Since it’s a measure of sentiment, CES is more a team metric than an individual one. No one person is responsible for all aspects of the customer experience when contacting support. That’s the responsibility of everyone on your team (and even across the company!). 

This metric can alert you to inefficiencies in the overall process, which is very powerful. Perhaps your contact form isn’t in an obvious enough spot. Or maybe the customer had to explain their issue multiple times and be transferred around to different agents. 

No matter the case, it’s a score that’s representative of the customer’s entire experience. Forbes has even published an article saying reducing customer effort is the best investment you can make. Measuring CES will show whether your team is succeeding in their efforts to provide customers with an easy experience. 

3. Churn Rate

A study by American Express found that one-third of customers would consider switching services after just one poor experience. That’s a pretty stark reality. Since customer support is the most common touch-point for a customer, it means that service representatives have the opportunity to positively impact customer churn. 

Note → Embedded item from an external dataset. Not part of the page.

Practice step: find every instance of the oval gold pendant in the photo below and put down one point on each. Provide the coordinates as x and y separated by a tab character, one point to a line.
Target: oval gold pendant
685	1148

Customer churn is the measure of how many customers left your company in a given span of time (for example, you may look at the churn rate for a previous quarter). Churn is a strong measure of the health of your business, because if you can’t keep customers, you can’t stay in business. It would simply get too expensive to always have to acquire new customers. Plus, along with costing less, long-term customers spend more on average than new customers and are more receptive to new products. 

As with CES, churn is a broad indicator of how your team is doing as a whole. If customers are generally happy, they’ll probably continue doing business with you. If they’re not, they won’t. 

4. Net Promoter Score

Net Promoter Score®️, or NPS®️ for short, is another measure of customer sentiment. It’s a great tool–in our opinion– for two reasons: it’s easy for customers to respond to and it provides the company with both quantitative and qualitative data. 

An NPS survey only has two questions. The first asks the respondent to rate on a scale of 1-10 how likely they are to recommend your company to others (that’s where the quantitative data comes from). The second question asks why they gave the number rating they did (this is the qualitative data).  

The quantitative measure gives you a metric that you can track over time. The quantitative data is a great way to get further context about any low scores given. That information can end up being incredibly valuable to create action items for team improvement.

5. Customer Satisfaction

We’ve talked about a number of metrics that are customer-service-adjacent but nothing that’s a direct measure of satisfaction. Customer satisfaction (CSAT) is a great way to know exactly how well your team is doing as it’s a direct measure of how satisfied a customer is. 

It can be viewed as a metric for individual agents or for your team as a whole. These surveys are meant to measure the satisfaction of a specific interaction, so make sure you’re asking the right questions in your CSAT survey

With that in mind, it’s a good idea to take a high-level view of CSAT. For example, you could run month-over-month reports to see how the scores compare. Analyzing at the macro-level helps give you a better team-view and also means any one-off situations (large bug or outage) aren’t skewing results. 

Measure Customer Satisfaction to Build Loyal Customers

There’s no way to improve for the future without taking the time to understand current performance. Knowing you want to understand how you’re doing is the first step, the next is deciding on what metrics you’ll track to better understand your performance.  

The only way to keep improving is to keep measuring performance and being mindful of different ways that performance could be measured. So, stay curious, stay informed, and you’ll be on your way to success.